Depending on whether you are using the sync or async version of the SDK, you can pass an instance of HttpClient
or AsyncHttpClient
respectively, which are Protocol's ensuring that the client has the necessary methods to make API calls.
This allows you to wrap the client with your own custom logic, such as adding custom headers, logging, or error handling, or you can just pass an instance of httpx.Client
or httpx.AsyncClient
directly.
For example, you could specify a header for every request that this sdk makes as follows:
from unkey_py import Unkey
import httpx
http_client = httpx.Client(headers={"x-custom-header": "someValue"})
s = Unkey(client=http_client)
or you could wrap the client with your own custom logic:
from unkey_py import Unkey
from unkey_py.httpclient import AsyncHttpClient
import httpx
class CustomClient(AsyncHttpClient):
client: AsyncHttpClient
def __init__(self, client: AsyncHttpClient):
self.client = client
async def send(
self,
request: httpx.Request,
*,
stream: bool = False,
auth: Union[
httpx._types.AuthTypes, httpx._client.UseClientDefault, None
] = httpx.USE_CLIENT_DEFAULT,
follow_redirects: Union[
bool, httpx._client.UseClientDefault
] = httpx.USE_CLIENT_DEFAULT,
) -> httpx.Response:
request.headers["Client-Level-Header"] = "added by client"
return await self.client.send(
request, stream=stream, auth=auth, follow_redirects=follow_redirects
)
def build_request(
self,
method: str,
url: httpx._types.URLTypes,
*,
content: Optional[httpx._types.RequestContent] = None,
data: Optional[httpx._types.RequestData] = None,
files: Optional[httpx._types.RequestFiles] = None,
json: Optional[Any] = None,
params: Optional[httpx._types.QueryParamTypes] = None,
headers: Optional[httpx._types.HeaderTypes] = None,
cookies: Optional[httpx._types.CookieTypes] = None,
timeout: Union[
httpx._types.TimeoutTypes, httpx._client.UseClientDefault
] = httpx.USE_CLIENT_DEFAULT,
extensions: Optional[httpx._types.RequestExtensions] = None,
) -> httpx.Request:
return self.client.build_request(
method,
url,
content=content,
data=data,
files=files,
json=json,
params=params,
headers=headers,
cookies=cookies,
timeout=timeout,
extensions=extensions,
)
s = Unkey(async_client=CustomClient(httpx.AsyncClient()))
This SDK supports the following security scheme globally:
Name | Type | Scheme | Environment Variable |
---|---|---|---|
bearer_auth |
http | HTTP Bearer | UNKEY_BEARER_AUTH |
To authenticate with the API the bearer_auth
parameter must be set when initializing the SDK client instance.
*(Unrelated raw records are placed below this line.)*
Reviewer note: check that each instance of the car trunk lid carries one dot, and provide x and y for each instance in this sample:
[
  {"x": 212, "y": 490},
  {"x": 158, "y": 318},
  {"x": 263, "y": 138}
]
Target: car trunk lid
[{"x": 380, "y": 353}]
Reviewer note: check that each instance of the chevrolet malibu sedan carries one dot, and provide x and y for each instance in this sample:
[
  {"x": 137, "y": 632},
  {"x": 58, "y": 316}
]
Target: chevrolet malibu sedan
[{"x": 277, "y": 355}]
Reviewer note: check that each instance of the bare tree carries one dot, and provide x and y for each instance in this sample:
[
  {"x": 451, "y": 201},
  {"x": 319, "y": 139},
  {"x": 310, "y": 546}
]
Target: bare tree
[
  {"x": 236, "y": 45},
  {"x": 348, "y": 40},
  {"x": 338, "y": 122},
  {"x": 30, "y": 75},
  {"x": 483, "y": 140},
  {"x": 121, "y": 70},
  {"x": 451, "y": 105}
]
For example:
from unkey_py import Unkey
with Unkey(
bearer_auth="UNKEY_ROOT_KEY",
) as s:
res = s.liveness.check()
if res.object is not None:
# handle response
pass
You can setup your SDK to emit debug logs for SDK requests and responses.
You can pass your own logger class directly into your SDK.
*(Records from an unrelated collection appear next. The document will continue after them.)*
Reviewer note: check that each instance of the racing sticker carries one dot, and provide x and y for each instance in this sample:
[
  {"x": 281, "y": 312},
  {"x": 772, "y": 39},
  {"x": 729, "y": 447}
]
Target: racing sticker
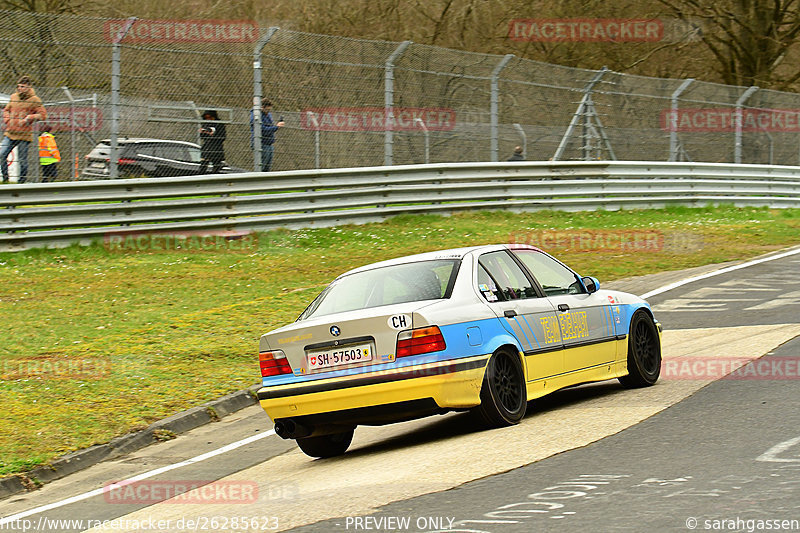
[{"x": 399, "y": 322}]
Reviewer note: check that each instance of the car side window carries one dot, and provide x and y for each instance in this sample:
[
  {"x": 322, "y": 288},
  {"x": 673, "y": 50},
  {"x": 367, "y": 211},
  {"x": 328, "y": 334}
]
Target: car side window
[
  {"x": 509, "y": 280},
  {"x": 174, "y": 152},
  {"x": 145, "y": 149},
  {"x": 194, "y": 154},
  {"x": 554, "y": 277}
]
from unkey_py import Unkey
import logging
logging.basicConfig(level=logging.DEBUG)
s = Unkey(debug_logger=logging.getLogger("unkey_py"))
You can also enable a default debug logger by setting an environment variable UNKEY_DEBUG
to true.
This SDK is in beta, and there may be breaking changes between versions without a major version update. Therefore, we recommend pinning usage to a specific package version. This way, you can install the same version each time without breaking changes unless you are intentionally looking for the latest version.
While we value open-source contributions to this SDK, this library is generated programmatically. Any manual changes added to internal files will be overwritten on the next generation. We look forward to hearing your feedback. Feel free to open a PR or an issue with a proof of concept and we'll do our best to include it in a future release.